It was founded in Paris by Jean-Jacques Olier in 1642 for the purpose of educating priests. The Sulpician seminaries, above all the one in Paris, were famed for their solid orthodox teaching and high moral tone. In the 18th century, they became fashionable, attracting the sons of the nobility, and producing a large percentage of the French Church's hierarchy.

The huge classicizing Late Baroque Church of Saint-Sulpice, where the Sulpicians had their headquarters, is much visited by tourists in Paris. Its building in several campaigns, lasted from 1646, when the cornerstone was laid of a Sulpician church to replace the cramped Gothic structure, until 1745, when the full church was finally consecrated, and occupied the talents of a series of architects. The chancel was the work of Christophe Gamard, Louis Le Vau and Daniel Gittard, but the work was completed by Gilles-Marie Oppenord, a student of François Mansart, 1714-1745. The façade, originally by Giovanni Servandoni has been modified by Jean Chalgrin and others. Nineteenth-century redecorations to the interior, after some Revolutionary damage, when Saint-Sulpice became a Temple of Victory, include work of Eugène Delacroix. Jules Massenet set an act of Manon at fashionable Saint-Sulpice.

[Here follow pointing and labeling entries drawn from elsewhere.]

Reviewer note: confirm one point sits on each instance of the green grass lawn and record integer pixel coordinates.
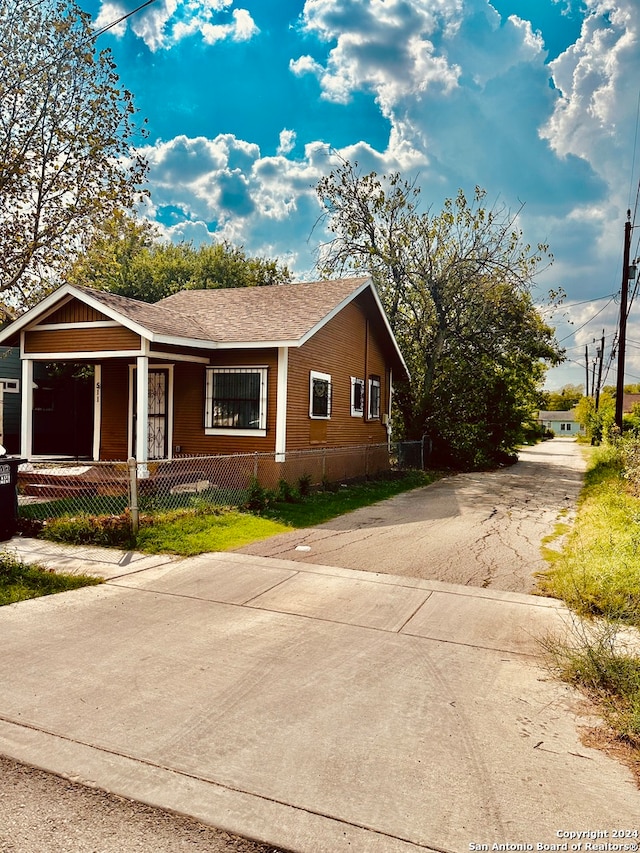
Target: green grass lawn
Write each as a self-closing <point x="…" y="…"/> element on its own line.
<point x="319" y="507"/>
<point x="188" y="535"/>
<point x="196" y="531"/>
<point x="19" y="581"/>
<point x="597" y="573"/>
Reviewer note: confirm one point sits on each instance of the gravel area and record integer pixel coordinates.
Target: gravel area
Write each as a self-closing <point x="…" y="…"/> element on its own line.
<point x="42" y="813"/>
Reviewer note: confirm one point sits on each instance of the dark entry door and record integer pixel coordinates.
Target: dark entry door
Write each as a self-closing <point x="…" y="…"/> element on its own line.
<point x="157" y="432"/>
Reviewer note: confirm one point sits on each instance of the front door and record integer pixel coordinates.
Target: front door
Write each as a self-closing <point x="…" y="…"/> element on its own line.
<point x="157" y="426"/>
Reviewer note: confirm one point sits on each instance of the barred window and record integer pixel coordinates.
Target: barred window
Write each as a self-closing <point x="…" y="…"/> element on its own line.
<point x="374" y="397"/>
<point x="236" y="399"/>
<point x="319" y="395"/>
<point x="357" y="397"/>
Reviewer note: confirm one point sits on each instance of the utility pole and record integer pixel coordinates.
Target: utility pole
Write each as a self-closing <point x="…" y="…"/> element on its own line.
<point x="586" y="363"/>
<point x="600" y="352"/>
<point x="622" y="335"/>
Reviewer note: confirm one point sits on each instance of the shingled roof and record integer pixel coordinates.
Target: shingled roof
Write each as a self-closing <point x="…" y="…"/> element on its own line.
<point x="275" y="315"/>
<point x="285" y="312"/>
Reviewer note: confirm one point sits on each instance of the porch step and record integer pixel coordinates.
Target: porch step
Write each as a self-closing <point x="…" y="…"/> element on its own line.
<point x="58" y="491"/>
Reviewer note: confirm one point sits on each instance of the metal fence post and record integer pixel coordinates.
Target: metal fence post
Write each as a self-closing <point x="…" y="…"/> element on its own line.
<point x="133" y="495"/>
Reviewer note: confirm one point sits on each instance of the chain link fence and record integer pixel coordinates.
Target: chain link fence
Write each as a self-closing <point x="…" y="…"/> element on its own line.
<point x="55" y="489"/>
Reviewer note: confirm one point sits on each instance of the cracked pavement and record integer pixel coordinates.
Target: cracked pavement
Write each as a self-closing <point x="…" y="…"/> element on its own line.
<point x="481" y="529"/>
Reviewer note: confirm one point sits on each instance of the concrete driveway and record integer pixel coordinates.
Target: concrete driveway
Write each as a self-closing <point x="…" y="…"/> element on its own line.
<point x="480" y="529"/>
<point x="318" y="709"/>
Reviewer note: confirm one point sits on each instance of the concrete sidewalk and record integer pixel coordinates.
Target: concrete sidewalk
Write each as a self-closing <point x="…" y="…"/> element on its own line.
<point x="314" y="708"/>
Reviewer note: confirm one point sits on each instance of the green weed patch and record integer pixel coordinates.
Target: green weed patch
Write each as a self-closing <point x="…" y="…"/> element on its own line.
<point x="597" y="572"/>
<point x="19" y="581"/>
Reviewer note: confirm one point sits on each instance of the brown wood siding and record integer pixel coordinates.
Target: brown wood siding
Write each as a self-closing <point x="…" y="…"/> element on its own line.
<point x="346" y="346"/>
<point x="189" y="405"/>
<point x="75" y="311"/>
<point x="81" y="340"/>
<point x="115" y="410"/>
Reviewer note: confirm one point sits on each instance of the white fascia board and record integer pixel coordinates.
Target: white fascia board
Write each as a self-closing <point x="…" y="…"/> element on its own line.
<point x="385" y="320"/>
<point x="41" y="309"/>
<point x="338" y="308"/>
<point x="258" y="344"/>
<point x="367" y="284"/>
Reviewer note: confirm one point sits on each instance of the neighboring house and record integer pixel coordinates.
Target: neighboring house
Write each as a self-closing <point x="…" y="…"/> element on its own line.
<point x="562" y="423"/>
<point x="242" y="370"/>
<point x="10" y="398"/>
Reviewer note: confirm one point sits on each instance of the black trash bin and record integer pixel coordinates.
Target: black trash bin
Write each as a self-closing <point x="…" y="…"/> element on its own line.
<point x="9" y="496"/>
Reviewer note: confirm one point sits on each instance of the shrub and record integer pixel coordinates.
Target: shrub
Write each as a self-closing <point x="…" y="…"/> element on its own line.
<point x="287" y="493"/>
<point x="109" y="530"/>
<point x="258" y="498"/>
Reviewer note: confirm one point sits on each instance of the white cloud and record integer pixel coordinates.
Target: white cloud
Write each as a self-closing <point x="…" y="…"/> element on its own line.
<point x="595" y="116"/>
<point x="287" y="141"/>
<point x="167" y="22"/>
<point x="468" y="101"/>
<point x="382" y="47"/>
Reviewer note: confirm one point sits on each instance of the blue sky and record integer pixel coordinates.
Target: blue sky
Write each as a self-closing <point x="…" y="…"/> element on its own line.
<point x="534" y="100"/>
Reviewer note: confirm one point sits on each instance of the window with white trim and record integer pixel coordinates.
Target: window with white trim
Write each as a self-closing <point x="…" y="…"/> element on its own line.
<point x="236" y="401"/>
<point x="319" y="395"/>
<point x="374" y="397"/>
<point x="357" y="397"/>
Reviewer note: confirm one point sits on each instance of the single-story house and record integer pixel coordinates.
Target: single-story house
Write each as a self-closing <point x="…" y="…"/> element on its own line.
<point x="219" y="371"/>
<point x="629" y="402"/>
<point x="562" y="423"/>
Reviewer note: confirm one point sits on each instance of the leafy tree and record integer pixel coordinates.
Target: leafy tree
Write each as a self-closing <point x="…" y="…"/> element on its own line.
<point x="65" y="131"/>
<point x="127" y="258"/>
<point x="457" y="290"/>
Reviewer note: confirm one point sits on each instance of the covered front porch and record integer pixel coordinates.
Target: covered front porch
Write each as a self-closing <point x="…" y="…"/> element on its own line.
<point x="68" y="412"/>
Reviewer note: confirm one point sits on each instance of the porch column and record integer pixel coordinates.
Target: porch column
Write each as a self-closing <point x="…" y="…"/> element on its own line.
<point x="141" y="449"/>
<point x="97" y="410"/>
<point x="26" y="414"/>
<point x="281" y="403"/>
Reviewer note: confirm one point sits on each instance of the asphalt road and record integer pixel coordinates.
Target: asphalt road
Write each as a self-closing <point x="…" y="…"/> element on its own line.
<point x="480" y="529"/>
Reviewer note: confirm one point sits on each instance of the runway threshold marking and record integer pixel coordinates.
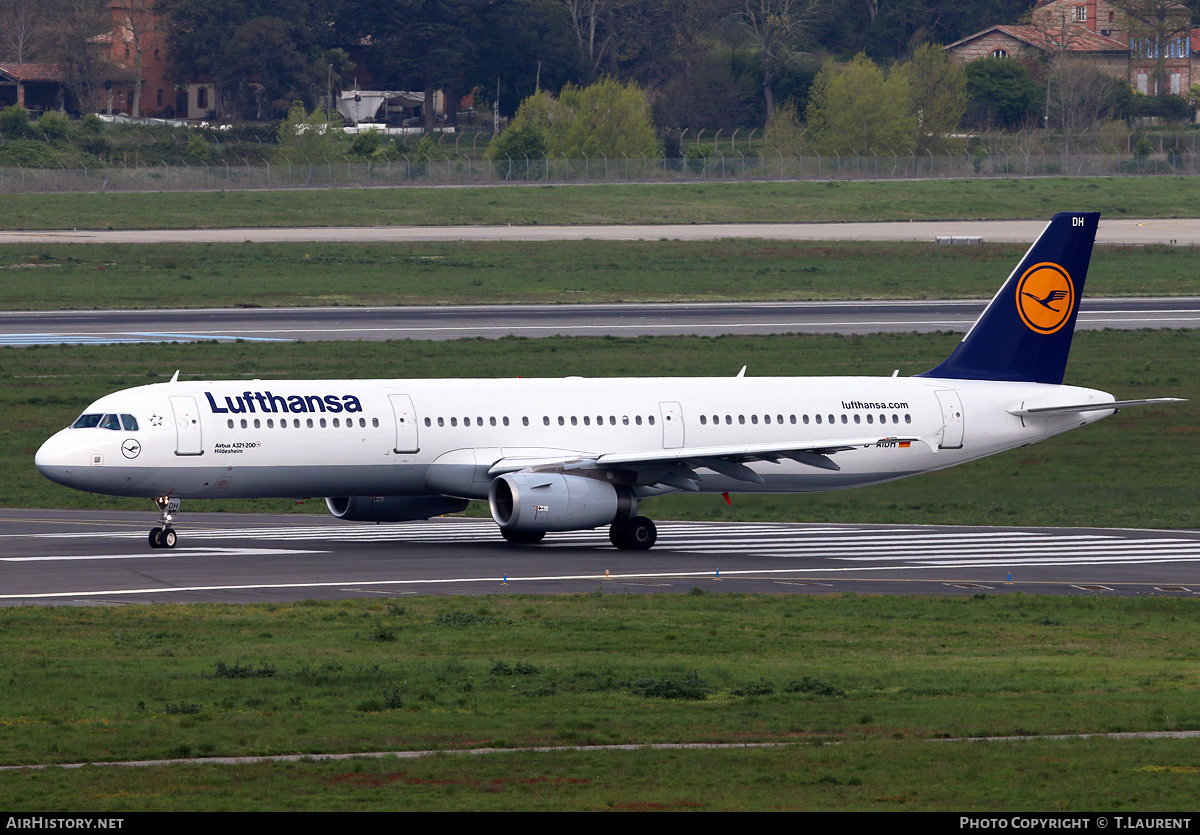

Its organ, in Chalgrin's magnificent case, was one of France's most famous even before it was enlarged in 1862 into one of the "100-stop" Romantic instruments by the 19th-century organ-builder Aristide Cavaillé-Coll; its organists have also been renowned starting with Nicolas Sejan in the 18th century. Charles-Marie Widor (organist 1870-1933) and Marcel Dupré (organist 1934-1971) were two of great organists of the 20th century.

Saint Sulpicius, after whom the order and the church are named, was a 7th century bishop of Bourges in Aquitaine noted for his piety and his resistance to the tyranny of the Merovingian kings of France.

The Sulpicians played a major role in the founding of the Canadian city of Montréal, where they engaged in missionary activities, as well as in the training of priests. In 1657 Olier, shortly before his death, sent four priests (Gabriel de Queylus, Sovart, d'Allet, and Galinier) to take over from the Jesuit Fathers. In 1794, twelve Sulpicians fled persecution by the National Convention and emigrated to Montreal, Quebec. According to the Catholic Encyclopedia, the Sulpicians of Montreal would have become extinct had not the English Government humanely opened Canada to the priests persecuted during the French Revolution. Under the previous French Colonial government, the King of France had granted the Sulpician Order large parcels of land in Montreal. The Catholic Encyclopedia also records that after lengthy disputes, in 1840 the possessions of the Sulpician Order, coveted by the English business agents, were recognized by the British Crown and the Sulpicians were free to keep all their holdings and to continue undisturbed their work for the Church and society. Included in their vast land holdings was the property through which the Lachine Canal was built and after convincing the government to designate the property on the banks of the canal as industrial zones, the Order began selling off parcels for industrial development at enormous profits that helped finance their good works.

On 10 July 1791 St. Mary’s Seminary in Baltimore was established by four Sulpicians: Francis Charles Nagot, Anthony Gamier, Michael Levadoux, and John Tessier who were fleeing the French Revolution. They purchased the One Mile Tavern on the edge of the city, dedicated the house to the Blessed Virgin, and in October opened classes with five students whom they had brought from France, becoming the first Suplician Order in the United States. In 1898, at the invitation of San Francisco archbishop Patrick William Riordan, the Sulpicians founded Saint Patrick Seminary in Menlo Park, California.